Antlia is thought to represent the air pump invented by the English
physicist Robert Boyle. This already gives a hint, that this constellation does
not belong to the old, (in the north) long known ones. It belongs to the La
Caille constellation family and is
located in the southern hemisphere (about DECL=-25 degrees and DECL=-40
degrees, RA=11h and RA=9h30m).
Antlia is a faint constellation - its brightest star, alpha Ant (spectraltype K4III) shows a brightness of 4.25 mag.
Stars and other objects
The double zeta Ant is a wide pair of an A1 main sequence star of 6.35
mag (zeta2) and an A9 subgiant of 5.93 mag (zeta3).
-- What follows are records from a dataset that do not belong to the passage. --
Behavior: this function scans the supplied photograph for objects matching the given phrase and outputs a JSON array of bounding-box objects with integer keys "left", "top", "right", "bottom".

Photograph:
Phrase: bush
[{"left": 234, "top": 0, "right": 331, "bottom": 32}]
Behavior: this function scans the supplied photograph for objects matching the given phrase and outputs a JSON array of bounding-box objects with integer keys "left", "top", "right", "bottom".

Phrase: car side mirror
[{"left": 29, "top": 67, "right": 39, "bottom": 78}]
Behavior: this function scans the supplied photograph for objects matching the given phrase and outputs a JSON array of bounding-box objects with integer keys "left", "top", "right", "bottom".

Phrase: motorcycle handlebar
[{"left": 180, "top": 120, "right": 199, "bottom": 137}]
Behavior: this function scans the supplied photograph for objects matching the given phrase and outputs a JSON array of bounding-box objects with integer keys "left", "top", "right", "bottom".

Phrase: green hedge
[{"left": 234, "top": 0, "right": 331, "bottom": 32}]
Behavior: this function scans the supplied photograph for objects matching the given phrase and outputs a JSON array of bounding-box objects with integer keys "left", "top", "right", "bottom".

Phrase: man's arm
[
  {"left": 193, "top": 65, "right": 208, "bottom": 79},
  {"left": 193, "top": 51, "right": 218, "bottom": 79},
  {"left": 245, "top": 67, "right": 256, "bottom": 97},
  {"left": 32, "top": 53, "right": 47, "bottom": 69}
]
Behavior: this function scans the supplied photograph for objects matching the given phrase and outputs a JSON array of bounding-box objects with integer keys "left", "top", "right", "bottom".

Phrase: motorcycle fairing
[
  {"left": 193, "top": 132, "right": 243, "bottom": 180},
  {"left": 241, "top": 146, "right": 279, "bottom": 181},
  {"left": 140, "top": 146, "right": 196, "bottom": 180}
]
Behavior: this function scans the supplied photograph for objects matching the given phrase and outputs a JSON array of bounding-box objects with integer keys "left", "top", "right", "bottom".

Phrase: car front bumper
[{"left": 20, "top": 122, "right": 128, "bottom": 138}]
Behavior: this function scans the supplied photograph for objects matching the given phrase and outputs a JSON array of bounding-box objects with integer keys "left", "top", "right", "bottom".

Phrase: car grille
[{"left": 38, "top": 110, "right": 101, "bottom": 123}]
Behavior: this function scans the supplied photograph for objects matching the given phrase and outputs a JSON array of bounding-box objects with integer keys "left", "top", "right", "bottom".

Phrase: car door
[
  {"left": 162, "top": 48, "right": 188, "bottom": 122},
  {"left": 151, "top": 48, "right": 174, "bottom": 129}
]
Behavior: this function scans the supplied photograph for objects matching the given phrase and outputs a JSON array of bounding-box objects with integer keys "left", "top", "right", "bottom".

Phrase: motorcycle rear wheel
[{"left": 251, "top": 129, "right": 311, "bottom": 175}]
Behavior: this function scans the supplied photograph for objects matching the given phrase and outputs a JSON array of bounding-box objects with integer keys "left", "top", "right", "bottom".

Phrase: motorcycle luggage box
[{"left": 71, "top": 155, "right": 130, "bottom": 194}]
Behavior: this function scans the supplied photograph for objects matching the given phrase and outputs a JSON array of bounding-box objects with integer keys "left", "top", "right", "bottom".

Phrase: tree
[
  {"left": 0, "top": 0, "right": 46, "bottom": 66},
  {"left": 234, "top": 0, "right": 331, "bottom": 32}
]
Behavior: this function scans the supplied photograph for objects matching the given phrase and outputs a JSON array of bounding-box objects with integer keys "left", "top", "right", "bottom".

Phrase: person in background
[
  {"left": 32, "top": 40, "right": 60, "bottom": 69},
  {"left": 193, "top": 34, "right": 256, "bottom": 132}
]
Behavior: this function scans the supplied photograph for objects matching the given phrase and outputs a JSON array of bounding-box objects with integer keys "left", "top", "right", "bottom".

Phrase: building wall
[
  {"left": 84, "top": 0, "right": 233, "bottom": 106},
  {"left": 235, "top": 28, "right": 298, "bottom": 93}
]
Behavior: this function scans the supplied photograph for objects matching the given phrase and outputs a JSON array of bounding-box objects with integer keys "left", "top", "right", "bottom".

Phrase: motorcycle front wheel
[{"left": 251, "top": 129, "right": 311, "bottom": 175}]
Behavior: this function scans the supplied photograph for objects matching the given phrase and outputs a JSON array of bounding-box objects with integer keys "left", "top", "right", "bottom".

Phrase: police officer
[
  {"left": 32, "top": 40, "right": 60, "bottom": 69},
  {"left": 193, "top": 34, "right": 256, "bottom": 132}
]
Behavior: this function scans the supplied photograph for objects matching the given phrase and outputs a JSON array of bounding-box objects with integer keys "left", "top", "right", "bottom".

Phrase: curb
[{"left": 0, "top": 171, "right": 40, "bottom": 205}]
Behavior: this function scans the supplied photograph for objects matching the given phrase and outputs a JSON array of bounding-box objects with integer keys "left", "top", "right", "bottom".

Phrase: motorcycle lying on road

These two can easily be
observed with binoculars. Small scopes reveal another companion: another A1
main sequence star of 7.21 mag (zeta1).
The planetary nebula NGC3132 lies very close to the border line to the constellation Vela, south of Antlia. It is bright and large planetary nebula - it can be compared to the famous Ring Nebula in Lyra, yet it is a full magnitude brighter. When viewed with a telescope of average size the nebula appears as a misty disk of elliptical shape; the apparent size of this disk is even larger than the apparent size of our largest planet, Jupiter.
In April 1997 a new member of the Local Group of galaxies was found in this constellation. This spheroidal dwarf galaxy has been discovered by astronomers of Cambridge. You can find it at RA=10h 01.8m and DECL=-27deg 05'. It is located in a distance of about 1150 kpc.